The incident happened after a supervisor climbed the steelwork above an elevated platform and handrail to inspect the headchute inspection hatch of a mobile screening plant.
As the supervisor opened the headchute inspection door, which weighs more than 10 kilograms, it came away from its hinge pins and fell onto the elevated platform. The supervisor then lost his balance and fell backwards over the top handrail onto the conveyor, about 3 metres below, and then to the ground, a further 3.5 metres again.
Fortunately, the worker was (miraculously) not injured.
The Significant Incident Report, issued by WA’s Resources Safety said there were a number of factors that led to the incident.
Firstly, the design of the mobile screening plant does not offer safe access to the headchute inspection hatch — the hatch cannot be reached while standing on the elevated platform.

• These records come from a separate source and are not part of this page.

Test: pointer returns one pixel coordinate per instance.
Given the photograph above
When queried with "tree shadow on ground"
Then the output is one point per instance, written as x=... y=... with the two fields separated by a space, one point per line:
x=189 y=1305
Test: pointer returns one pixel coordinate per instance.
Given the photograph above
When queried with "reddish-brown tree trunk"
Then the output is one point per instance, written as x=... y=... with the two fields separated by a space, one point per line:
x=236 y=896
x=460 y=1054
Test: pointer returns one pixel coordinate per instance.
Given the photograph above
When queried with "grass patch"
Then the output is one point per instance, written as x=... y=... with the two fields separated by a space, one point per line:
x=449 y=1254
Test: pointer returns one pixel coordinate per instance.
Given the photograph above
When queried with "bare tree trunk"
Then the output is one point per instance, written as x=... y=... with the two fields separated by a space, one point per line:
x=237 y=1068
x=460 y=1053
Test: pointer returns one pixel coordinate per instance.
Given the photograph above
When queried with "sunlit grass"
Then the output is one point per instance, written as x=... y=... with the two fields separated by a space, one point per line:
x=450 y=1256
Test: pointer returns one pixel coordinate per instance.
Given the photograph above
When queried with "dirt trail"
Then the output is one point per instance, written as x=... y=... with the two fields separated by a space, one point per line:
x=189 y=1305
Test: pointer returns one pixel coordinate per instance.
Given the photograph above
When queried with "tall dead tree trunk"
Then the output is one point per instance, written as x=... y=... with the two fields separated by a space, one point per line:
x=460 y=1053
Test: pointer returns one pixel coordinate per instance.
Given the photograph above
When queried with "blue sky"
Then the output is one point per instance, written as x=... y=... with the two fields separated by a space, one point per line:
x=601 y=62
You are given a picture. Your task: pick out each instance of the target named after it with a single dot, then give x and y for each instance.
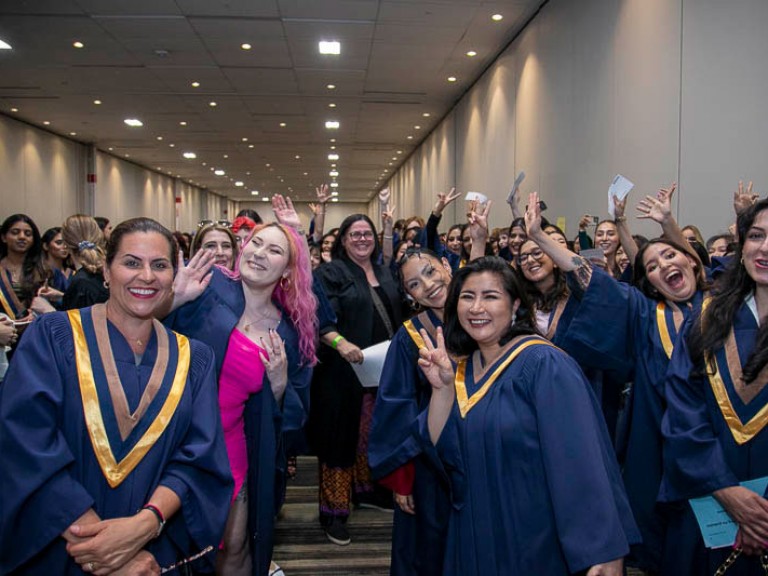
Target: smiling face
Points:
(755, 250)
(19, 237)
(426, 280)
(453, 241)
(264, 260)
(607, 238)
(359, 241)
(140, 276)
(219, 242)
(516, 238)
(536, 266)
(485, 310)
(670, 271)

Secondly, the inspection door’s design allows it to easily detach from its hinge pins.
Thirdly, the supervisor was working at height without fall protection.
Resources Safety is recommending that mine operators should:
- ensure workers are trained to identify fall-from-height hazards they might encounter
- review elevated screen plants and conveyor systems to identify all reasonably foreseeable hazards, including specific tasks that expose workers to the risk of falling from height
- conduct a risk assessment to identify hazards and reduce worker exposure, so far as is practicable review and, where necessary, update site procedures to ensure controls are adequately documented in the safety management system, including the need for specific risk assessments when working at height.
Resources Safety does not release the name of the mine or the date of the incident in their Significant Incident Reports.